Performance

openpyxl attempts to balance functionality and performance. Where in doubt, we have focused on functionality over optimisation: performance tweaks are easier once an API has been established. Memory use is fairly high in comparison with other libraries and applications and is approximately 50 times the original file size, e.g. 2.5 GB for a 50 MB Excel file. As many use cases involve either only reading or writing files, the Optimised Modes modes mean this is less of a problem.

Benchmarks

All benchmarks are synthetic and extremely dependent upon the hardware but they can nevertheless give an indication.

Write Performance

The benchmark code can be adjusted to use more sheets and adjust the proportion of data that is strings.

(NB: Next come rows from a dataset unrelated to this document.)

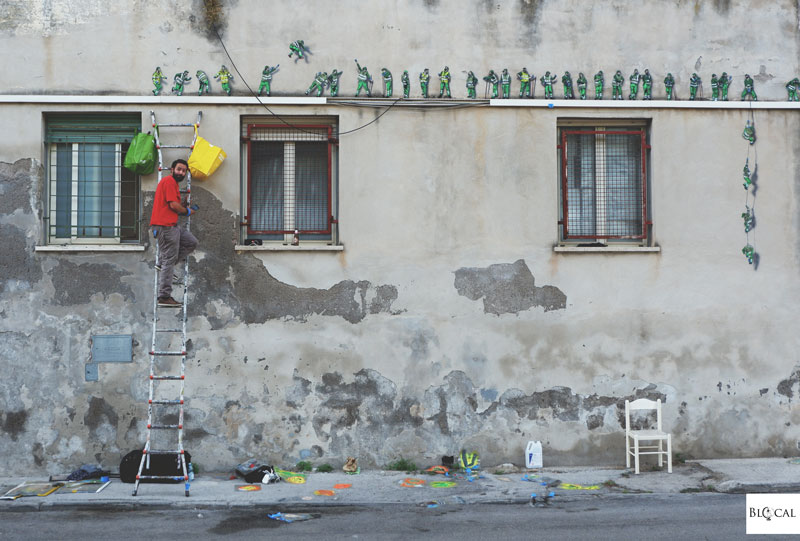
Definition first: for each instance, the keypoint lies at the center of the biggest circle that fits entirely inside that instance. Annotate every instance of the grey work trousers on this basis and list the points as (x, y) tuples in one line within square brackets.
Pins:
[(174, 244)]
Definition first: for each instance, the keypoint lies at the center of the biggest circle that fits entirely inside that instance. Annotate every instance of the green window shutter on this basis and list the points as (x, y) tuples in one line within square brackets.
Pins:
[(92, 127)]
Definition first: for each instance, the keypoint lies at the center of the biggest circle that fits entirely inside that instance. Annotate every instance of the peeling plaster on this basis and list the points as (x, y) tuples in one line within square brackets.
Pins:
[(507, 288)]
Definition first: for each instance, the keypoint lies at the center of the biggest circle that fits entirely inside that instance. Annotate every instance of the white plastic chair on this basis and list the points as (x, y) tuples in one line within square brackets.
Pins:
[(634, 437)]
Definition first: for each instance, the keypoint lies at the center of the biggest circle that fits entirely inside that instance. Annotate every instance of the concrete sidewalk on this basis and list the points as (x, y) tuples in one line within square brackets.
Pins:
[(378, 487)]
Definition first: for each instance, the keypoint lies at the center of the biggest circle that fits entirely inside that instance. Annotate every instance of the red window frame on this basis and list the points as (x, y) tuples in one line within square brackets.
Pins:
[(330, 142), (565, 179)]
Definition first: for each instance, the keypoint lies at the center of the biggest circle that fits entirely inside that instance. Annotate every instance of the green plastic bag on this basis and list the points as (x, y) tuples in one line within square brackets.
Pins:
[(141, 157)]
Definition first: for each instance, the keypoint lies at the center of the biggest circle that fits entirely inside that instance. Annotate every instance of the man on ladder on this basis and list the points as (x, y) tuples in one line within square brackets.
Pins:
[(174, 242)]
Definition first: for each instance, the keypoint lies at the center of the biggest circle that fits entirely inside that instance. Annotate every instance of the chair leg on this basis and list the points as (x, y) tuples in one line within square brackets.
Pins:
[(669, 453)]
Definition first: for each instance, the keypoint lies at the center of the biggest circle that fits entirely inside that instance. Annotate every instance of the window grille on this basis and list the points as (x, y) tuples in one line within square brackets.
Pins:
[(604, 184), (289, 179)]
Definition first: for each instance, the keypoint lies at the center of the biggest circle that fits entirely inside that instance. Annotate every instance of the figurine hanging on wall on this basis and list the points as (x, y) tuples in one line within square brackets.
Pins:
[(694, 83), (364, 80), (747, 216), (566, 81), (505, 83), (225, 77), (669, 82), (472, 82), (298, 48), (748, 88), (158, 76), (444, 82), (424, 78), (792, 87), (548, 81), (749, 253), (493, 80), (320, 80), (746, 174), (333, 82), (634, 79), (582, 85), (616, 86), (180, 80), (202, 80), (387, 82), (724, 83), (266, 79), (647, 85), (524, 83), (749, 132), (599, 83)]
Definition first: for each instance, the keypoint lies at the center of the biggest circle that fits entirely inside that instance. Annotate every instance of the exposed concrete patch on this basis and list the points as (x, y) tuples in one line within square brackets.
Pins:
[(13, 423), (241, 281), (507, 288), (75, 284)]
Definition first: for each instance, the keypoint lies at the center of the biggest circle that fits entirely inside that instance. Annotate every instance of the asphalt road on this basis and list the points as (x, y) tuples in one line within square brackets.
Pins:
[(668, 517)]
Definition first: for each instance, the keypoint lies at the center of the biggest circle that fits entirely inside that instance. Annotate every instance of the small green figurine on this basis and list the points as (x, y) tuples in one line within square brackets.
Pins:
[(320, 80), (298, 48), (505, 82), (444, 82), (748, 88), (266, 78), (180, 80), (616, 86), (566, 80), (746, 174), (387, 82), (599, 83), (202, 80), (333, 82), (524, 83), (472, 82), (724, 83), (424, 78), (406, 83), (792, 87), (747, 216), (749, 253), (494, 80), (225, 77), (548, 81), (669, 82), (634, 79), (749, 132), (158, 76), (694, 82), (647, 85), (364, 80), (582, 85)]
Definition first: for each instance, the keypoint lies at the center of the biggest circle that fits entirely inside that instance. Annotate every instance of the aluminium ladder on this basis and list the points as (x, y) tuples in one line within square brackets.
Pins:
[(156, 405)]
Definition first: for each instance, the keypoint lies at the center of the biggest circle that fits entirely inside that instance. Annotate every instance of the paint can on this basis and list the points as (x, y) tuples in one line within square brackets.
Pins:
[(533, 455)]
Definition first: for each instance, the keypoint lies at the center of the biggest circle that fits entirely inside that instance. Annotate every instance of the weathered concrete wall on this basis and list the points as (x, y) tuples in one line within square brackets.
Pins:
[(448, 321)]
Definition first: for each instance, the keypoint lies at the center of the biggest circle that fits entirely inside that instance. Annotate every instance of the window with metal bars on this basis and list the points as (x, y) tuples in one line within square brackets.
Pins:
[(289, 181), (91, 197), (604, 183)]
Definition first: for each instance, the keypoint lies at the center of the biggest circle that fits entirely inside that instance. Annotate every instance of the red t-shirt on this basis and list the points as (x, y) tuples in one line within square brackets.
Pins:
[(166, 191)]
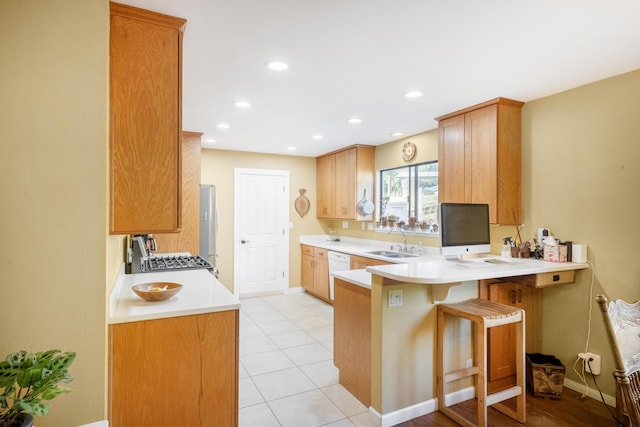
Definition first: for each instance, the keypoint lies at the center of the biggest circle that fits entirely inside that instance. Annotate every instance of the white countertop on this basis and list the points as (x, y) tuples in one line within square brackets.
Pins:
[(440, 271), (362, 247), (201, 293)]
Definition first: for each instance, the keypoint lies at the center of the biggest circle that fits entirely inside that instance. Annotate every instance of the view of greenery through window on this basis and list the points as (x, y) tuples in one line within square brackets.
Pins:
[(409, 197)]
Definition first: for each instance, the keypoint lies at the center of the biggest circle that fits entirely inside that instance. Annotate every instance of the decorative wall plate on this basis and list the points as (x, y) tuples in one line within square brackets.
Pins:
[(409, 151), (302, 203)]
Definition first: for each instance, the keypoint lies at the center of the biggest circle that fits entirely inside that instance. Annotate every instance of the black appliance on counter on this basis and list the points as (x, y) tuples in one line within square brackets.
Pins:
[(140, 258)]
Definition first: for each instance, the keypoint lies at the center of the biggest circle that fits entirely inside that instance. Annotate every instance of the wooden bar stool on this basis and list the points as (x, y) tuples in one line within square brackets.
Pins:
[(484, 315)]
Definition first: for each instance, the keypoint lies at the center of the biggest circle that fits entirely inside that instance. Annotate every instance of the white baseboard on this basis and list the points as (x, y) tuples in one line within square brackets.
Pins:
[(592, 392), (422, 408), (431, 405)]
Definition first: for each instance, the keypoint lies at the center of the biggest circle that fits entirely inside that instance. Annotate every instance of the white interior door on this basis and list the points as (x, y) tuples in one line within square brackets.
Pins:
[(261, 244)]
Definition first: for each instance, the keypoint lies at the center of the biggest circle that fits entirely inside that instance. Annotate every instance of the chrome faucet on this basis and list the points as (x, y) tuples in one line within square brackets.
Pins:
[(404, 239)]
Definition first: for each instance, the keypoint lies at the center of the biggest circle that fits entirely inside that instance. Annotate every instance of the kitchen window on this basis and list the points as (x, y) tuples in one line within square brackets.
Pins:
[(409, 197)]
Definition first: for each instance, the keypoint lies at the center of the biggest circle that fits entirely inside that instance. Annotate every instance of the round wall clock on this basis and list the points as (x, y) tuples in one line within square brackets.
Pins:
[(409, 151)]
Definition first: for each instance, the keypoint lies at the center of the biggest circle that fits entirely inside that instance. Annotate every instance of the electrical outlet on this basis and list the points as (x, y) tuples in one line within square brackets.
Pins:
[(592, 362), (395, 298)]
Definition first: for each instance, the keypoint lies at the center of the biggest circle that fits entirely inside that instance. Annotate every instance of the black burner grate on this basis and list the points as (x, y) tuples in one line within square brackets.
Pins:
[(178, 262)]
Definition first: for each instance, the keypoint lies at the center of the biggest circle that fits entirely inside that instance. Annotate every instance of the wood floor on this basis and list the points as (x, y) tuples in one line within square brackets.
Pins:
[(570, 411)]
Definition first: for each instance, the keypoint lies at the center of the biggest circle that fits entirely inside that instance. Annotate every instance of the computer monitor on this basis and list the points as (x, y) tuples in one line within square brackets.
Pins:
[(464, 229)]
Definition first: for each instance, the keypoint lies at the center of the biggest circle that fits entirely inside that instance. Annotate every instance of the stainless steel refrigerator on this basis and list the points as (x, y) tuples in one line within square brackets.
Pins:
[(208, 224)]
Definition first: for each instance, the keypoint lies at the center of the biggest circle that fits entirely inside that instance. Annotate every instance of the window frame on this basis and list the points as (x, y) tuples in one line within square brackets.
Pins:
[(413, 202)]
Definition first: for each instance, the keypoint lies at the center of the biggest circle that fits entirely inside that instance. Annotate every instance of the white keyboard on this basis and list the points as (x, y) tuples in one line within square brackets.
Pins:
[(473, 264)]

Because the version of Python being used can also significantly affect performance, a driver script can also be used to test with different Python versions with a tox environment.

Performance is compared with the excellent alternative library xlsxwriter


Versions:
python: 2.7.1
openpyxl: 2.6.0dev
xlsxwriter: 1.0.9

Dimensions:
    Rows = 1000
    Cols = 50
    Sheets = 4
    Proportion text = 0.10

Times:
    xlsxwriter            :   2.45
    xlsxwriter (optimised):   2.64
    openpyxl              :   3.96
    openpyxl (optimised)  :   2.78


Versions:
python: 3.5.6
openpyxl: 2.6.0dev
xlsxwriter: 1.0.9

Dimensions:
    Rows = 1000
    Cols = 50
    Sheets = 4
    Proportion text = 0.10

Times:
    xlsxwriter            :   2.29
    xlsxwriter (optimised):   2.22
    openpyxl              :   4.35
    openpyxl (optimised)  :   2.90


Versions:
python: 3.6.6
openpyxl: 2.6.0dev
xlsxwriter: 1.0.9

Dimensions:
    Rows = 1000
    Cols = 50
    Sheets = 4
    Proportion text = 0.10

Times:
    xlsxwriter            :   2.32
    xlsxwriter (optimised):   2.22
    openpyxl              :   3.35
    openpyxl (optimised)  :   2.64


Versions:
python: 3.7.0
openpyxl: 2.6.0dev
xlsxwriter: 1.0.9

Dimensions:
    Rows = 1000
    Cols = 50
    Sheets = 4
    Proportion text = 0.10

Times:
    xlsxwriter            :   2.34
    xlsxwriter (optimised):   2.23
    openpyxl              :   2.93
    openpyxl (optimised)  :   2.49

Read Performance

Performance is measured using a file provided with a previous bug report and compared with the older xlrd library. xlrd is primarily for the older BIFF file format of .XLS files but it does have limited support for XLSX.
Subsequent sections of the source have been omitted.